Казалось бы, такая предопределенность лишает предвыборную кампанию всякой интриги. Не совсем. Во-первых, не так-то просто выманить аполитичных избирателей к урнам для голосования. И потом на континенте, весомая часть жителей которого не умеет читать, жизненно важным становится проблема узнаваемости партии, то есть выбор партийного символа.
Он должен быть простым и понятным, а главное – легко запоминающимся, чтобы родной электорат, не дай бог, не перепутал и не поставил драгоценный крестик против названия соперничающей организации. Погоня за непохожестью привела к тому, что в Кении среди символов полсотни партий встречаются не только броские, но и странные.

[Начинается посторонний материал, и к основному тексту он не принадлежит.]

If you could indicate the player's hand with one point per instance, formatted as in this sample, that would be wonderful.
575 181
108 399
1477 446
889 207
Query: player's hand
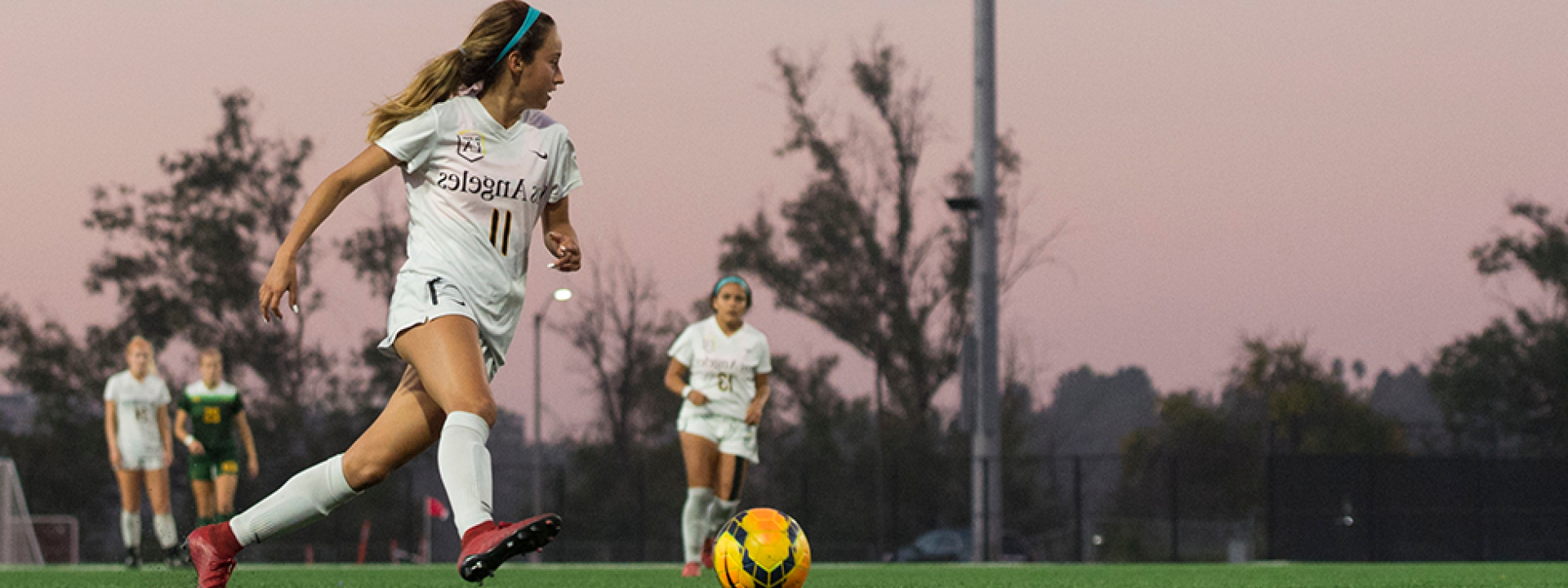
568 256
279 279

Самый распространенный – петух, который повсюду сопровождает партию КАНУ, правившую страной с 1964 по 2002 год. Птица, в глазах африканцев олицетворяющая жизненную силу, красуется на майках, сумках, картузах. В лавке в центре Найроби, на первом этаже штаб-квартиры организации, силуэт с гордо поднятым клювом застыл на значках, зонтиках, галстуках, майках, юбках, ковриках для компьютерных мышек…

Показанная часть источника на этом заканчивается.